Mr. Farhadi proposes disclosing the technical details of A.I. models, the data they were trained on, the fine-tuning that was done and the tools used to evaluate their behavior.

The Allen Institute has taken a first step by releasing a huge data set for training A.I. models. It is made of publicly available data from the web, books, academic journals and computer code. The data set is curated to remove personally identifiable information and toxic language like racist and obscene phrases.

In the editing, judgment calls are made. Will removing some language deemed toxic decrease the ability of a model to detect hate speech?

The Allen Institute data trove is the largest open data set currently available, Mr. Farhadi said. Since it was released in August, it has been downloaded more than 500,000 times on Hugging Face, a site for open-source A.I. resources and collaboration.

At the Allen Institute, the data set will be used to train and fine-tune a large generative A.I. program, OLMo (Open Language Model), which will be released this year or early next.
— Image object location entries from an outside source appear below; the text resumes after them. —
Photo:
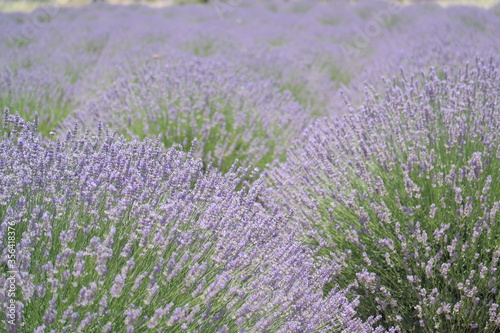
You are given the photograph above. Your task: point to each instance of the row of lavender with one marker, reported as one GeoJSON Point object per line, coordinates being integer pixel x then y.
{"type": "Point", "coordinates": [382, 219]}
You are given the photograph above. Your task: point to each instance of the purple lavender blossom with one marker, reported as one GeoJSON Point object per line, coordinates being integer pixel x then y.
{"type": "Point", "coordinates": [126, 235]}
{"type": "Point", "coordinates": [368, 185]}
The big commercial A.I. models, Mr. Farhadi said, are “black box” technology. “We’re pushing for a glass box,” he said. “Open up the whole thing, and then we can talk about the behavior and explain partly what’s happening inside.”

Only a handful of core generative A.I. models of the size that the Allen Institute has in mind are openly available. They include Meta’s LLaMA and Falcon, a project backed by the Abu Dhabi government.

The Allen Institute seems like a logical home for a big A.I. project. “It’s well funded but operates with academic values, and has a history of helping to advance open science and A.I. technology,” said Zachary Lipton, a computer scientist at Carnegie Mellon University.

The Allen Institute is working with others to push its open vision. This year, the nonprofit Mozilla Foundation put $30 million into a start-up, Mozilla.ai, to build open-source software that will initially focus on developing tools that surround open A.I. engines, like the Allen Institute’s, to make them easier to use, monitor and deploy.

The Mozilla Foundation, which was founded in 2003 to promote keeping the internet a global resource open to all, worries about a further concentration of technology and economic power.

“A tiny set of players, all on the West Coast of the U.S., is trying to lock down the generative A.I. space even before it really gets out the gate,” said Mark Surman, the foundation’s president.

Mr. Farhadi and his team have spent time trying to control the risks of their openness strategy. For example, they are working on ways to evaluate a model’s behavior in the training stage and then prevent certain actions like racial discrimination and the making of bioweapons.

Mr. Farhadi considers the guardrails in the big chatbot models as Band-Aids that clever hackers can easily tear off. “My argument is that we should not let that kind of knowledge be encoded in these models,” he said.

People will do bad things with this technology, Mr. Farhadi said, as they have with all powerful technologies. The task for society, he added, is to better understand and manage the risks. Openness, he contends, is the best bet to find safety and share economic opportunity.

“Regulation won’t solve this by itself,” Mr. Farhadi said.

The Allen Institute effort faces some formidable hurdles. A major one is that building and improving a big generative model requires lots of computing firepower.

Mr. Farhadi and his colleagues say emerging software techniques are more efficient. Still, he estimates that the Allen Institute initiative will require $1 billion worth of computing over the next couple of years. He has begun trying to assemble support from government agencies, private companies and tech philanthropists. But he declined to say whether he had lined up backers or name them.

If he succeeds, the larger test will be nurturing a lasting community to support the project.

“It takes an ecosystem of open players to really make a dent in the big players,” said Mr. Surman of the Mozilla Foundation. “And the challenge in that kind of play is just patience and tenacity.”